You Don’t Have Time?

Quote of Fear is the mindkiller from Frank Herbert's Dune over a dark background with a silhouette of a person who's afraid

There are life events that limit us. Before you say—yup, that’s me. Life has limited me. Stop. Take stock of your situation. Are you too busy or too afraid?

“Fear is the mindkiller.” Fear often disguises itself as procrastination. I won’t fail if I don’t start. They won’t laughed at me if I don’t try… I won’t waste my time… Your excuses can be almost anything. You are the only one who can evaluate your excuses honestly. If it’s fear, face your fear by taking action. Fear shrinks in the face of action.

If your life situation takes all your time and energy, make a few minutes each day to feed your passion. Give yourself an estimated date when you’ll be freer to pursue your passion. Adjust the date if you must, but always, always ask yourself if the delay is necessary or is it fear.

If you do follow your bliss, you put yourself on a kind of track that has been there all the while, waiting for you, and the life that you ought to be living is the one you are living.

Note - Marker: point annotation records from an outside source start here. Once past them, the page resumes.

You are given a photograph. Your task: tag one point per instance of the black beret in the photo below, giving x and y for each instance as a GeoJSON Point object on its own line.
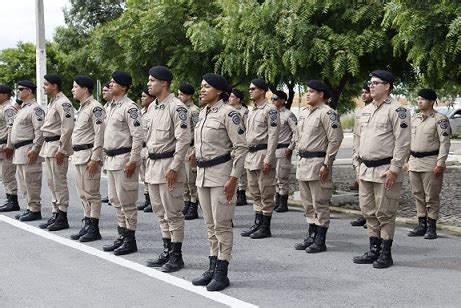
{"type": "Point", "coordinates": [54, 79]}
{"type": "Point", "coordinates": [260, 84]}
{"type": "Point", "coordinates": [5, 89]}
{"type": "Point", "coordinates": [320, 86]}
{"type": "Point", "coordinates": [28, 84]}
{"type": "Point", "coordinates": [238, 93]}
{"type": "Point", "coordinates": [122, 78]}
{"type": "Point", "coordinates": [84, 81]}
{"type": "Point", "coordinates": [186, 88]}
{"type": "Point", "coordinates": [161, 73]}
{"type": "Point", "coordinates": [281, 94]}
{"type": "Point", "coordinates": [428, 94]}
{"type": "Point", "coordinates": [383, 75]}
{"type": "Point", "coordinates": [216, 81]}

When you can see that, you begin to meet people who are in the field of your bliss, and they open doors for you. I say, follow your bliss, and don’t be afraid, and doors will open where you didn’t know they were going to be

.Joseph Campbell, The Power of Myth

If you’ve enjoyed this post, check out other posts about creativity.

Watch it Grow

Nothing stagnant will sprout. So feed your passion what it needs and watch it grow. To paraphrase Joseph Campbell, the stuff you need will show up where you didn’t know it would be.